La contessa Tarquinia si fermò a chiacchierare allo sportello fino al ritorno di Clenezzi.

«Son qua» disse questi, affrettandosi. «Il conte mi ha ordinato di dire a donna Elena ch’è in collera perchè ha voluto partir oggi e così per tempo. E anche se non tornerà domani a pranzo, non gliene importa niente, dice.

«E come sta?» chiese la contessa.

«M’ha detto «da cane» ma mi pare che stia meglio di ieri.
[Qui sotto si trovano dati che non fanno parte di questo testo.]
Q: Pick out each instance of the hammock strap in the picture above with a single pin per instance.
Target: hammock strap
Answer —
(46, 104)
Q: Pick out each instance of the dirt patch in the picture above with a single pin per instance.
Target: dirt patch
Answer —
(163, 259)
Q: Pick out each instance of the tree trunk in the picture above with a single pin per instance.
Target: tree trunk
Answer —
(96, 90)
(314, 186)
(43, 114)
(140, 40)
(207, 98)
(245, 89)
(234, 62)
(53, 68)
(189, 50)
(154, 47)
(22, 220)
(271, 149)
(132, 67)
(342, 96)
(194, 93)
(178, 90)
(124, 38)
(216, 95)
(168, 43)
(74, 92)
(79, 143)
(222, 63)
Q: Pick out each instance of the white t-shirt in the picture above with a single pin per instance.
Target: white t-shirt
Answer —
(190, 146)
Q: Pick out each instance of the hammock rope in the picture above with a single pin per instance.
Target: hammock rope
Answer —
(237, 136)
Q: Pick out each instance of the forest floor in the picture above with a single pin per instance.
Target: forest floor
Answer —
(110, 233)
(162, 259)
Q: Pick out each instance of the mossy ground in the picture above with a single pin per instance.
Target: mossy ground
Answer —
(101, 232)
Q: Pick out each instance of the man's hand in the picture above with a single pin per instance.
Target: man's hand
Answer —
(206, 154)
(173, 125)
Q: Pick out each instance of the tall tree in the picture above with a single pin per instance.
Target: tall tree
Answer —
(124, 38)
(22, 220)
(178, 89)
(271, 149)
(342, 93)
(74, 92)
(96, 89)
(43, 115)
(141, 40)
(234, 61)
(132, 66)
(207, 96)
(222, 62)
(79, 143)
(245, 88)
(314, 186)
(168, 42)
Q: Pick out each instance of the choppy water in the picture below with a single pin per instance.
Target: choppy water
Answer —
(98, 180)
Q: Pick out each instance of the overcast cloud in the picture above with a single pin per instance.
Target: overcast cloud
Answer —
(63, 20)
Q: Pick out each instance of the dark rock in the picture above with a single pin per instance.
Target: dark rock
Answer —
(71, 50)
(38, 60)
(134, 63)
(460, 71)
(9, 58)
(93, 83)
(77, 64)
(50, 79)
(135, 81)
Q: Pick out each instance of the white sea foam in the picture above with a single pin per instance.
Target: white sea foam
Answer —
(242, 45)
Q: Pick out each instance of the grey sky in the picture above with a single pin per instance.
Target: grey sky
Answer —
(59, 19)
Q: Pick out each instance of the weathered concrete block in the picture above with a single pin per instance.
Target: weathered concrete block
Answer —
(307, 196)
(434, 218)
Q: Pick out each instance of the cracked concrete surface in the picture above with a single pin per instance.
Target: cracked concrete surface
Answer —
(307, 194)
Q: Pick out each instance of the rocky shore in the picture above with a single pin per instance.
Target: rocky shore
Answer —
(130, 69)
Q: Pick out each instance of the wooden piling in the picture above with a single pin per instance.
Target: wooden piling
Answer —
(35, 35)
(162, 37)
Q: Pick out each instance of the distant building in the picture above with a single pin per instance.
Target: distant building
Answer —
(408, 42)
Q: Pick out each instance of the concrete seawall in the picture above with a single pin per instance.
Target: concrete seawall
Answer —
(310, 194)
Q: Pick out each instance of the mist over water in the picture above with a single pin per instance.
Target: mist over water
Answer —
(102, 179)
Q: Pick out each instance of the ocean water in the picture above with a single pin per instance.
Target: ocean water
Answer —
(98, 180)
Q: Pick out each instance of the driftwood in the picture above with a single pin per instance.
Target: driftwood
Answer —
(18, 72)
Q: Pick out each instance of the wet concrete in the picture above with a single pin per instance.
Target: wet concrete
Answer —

Intanto il senatore s’era venuto accomodando a fianco d’Elena; borse, ombrelli, mantelli e scialli erano a posto.

«Contessa» disse Clenezzi, «mi saluti anche don Bortolo:


Se cerca, se dice:
L’amico dov’è?
L’amico infelice,
Rispondi, partì.


«Morì» corresse la contessa, spensieratamente. «Avanti!

«È la stessa cosa, contessa, quando si parte da casa Sua!» replicò il senatore spenzolandosi fuori dello sportello mentre la carrozza partiva.

Nè l’uno nè l’altra avean badato al pallore d’Elena, all’angoscia che le si leggeva in viso. Dio l’aiutava davvero.

Ella chiuse gli occhi senz’averne coscienza. Clenezzi cominciò subito a parlar dei giorni deliziosi che aveva passati, di tante belle cose vedute, di tante gentilezze usategli.